November 19, 2008

Volunteers

From the AP:

Ethics dilemma for lawyers when inmates seek death

John Delaney faced the toughest moment of his legal career - his condemned client wanted to drop his appeals and die by injection, an act Delaney opposed and had been trained to try to prevent. "What do you say?" asked Delaney, a public defender in northern Kentucky who represented Marco Allen Chapman.

It's a question that has arisen 131 times since states resumed executions in 1977, and each time it leaves defense lawyers struggling against their training to act in the best interest of their clients and justice...

Attorneys are required to follow the client's wishes or have themselves removed from the case, said Michael Mello, a Vermont Law School professor who teaches ethics and death penalty law. "Their hands are pretty well tied," Mello said. "These are the cases that haunt you.

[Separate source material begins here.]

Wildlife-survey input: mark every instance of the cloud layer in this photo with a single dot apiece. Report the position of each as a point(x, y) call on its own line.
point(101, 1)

This is the most hideous of cases."

That's how Gus Cahill felt when his client, Keith Eugene Wells, told him he wanted to die. Wells was convicted of beating a couple to death in 1990 in Idaho. He went through the mandatory appeals, then decided to waive any remaining legal options and was lethally injected in 1994. "I really liked Keith," said Cahill, a public defender in Boise. "You're just thinking, 'Oh, my God, I feel so sorry for being part of what Keith wanted to do...'"


I knew Gus from my Ada County p.d. time, and look up to him still. Keith Wells' choice had to have put him in a horrible bind.

I wish John Delaney well. Marco Allen Chapman is set to die this Friday night.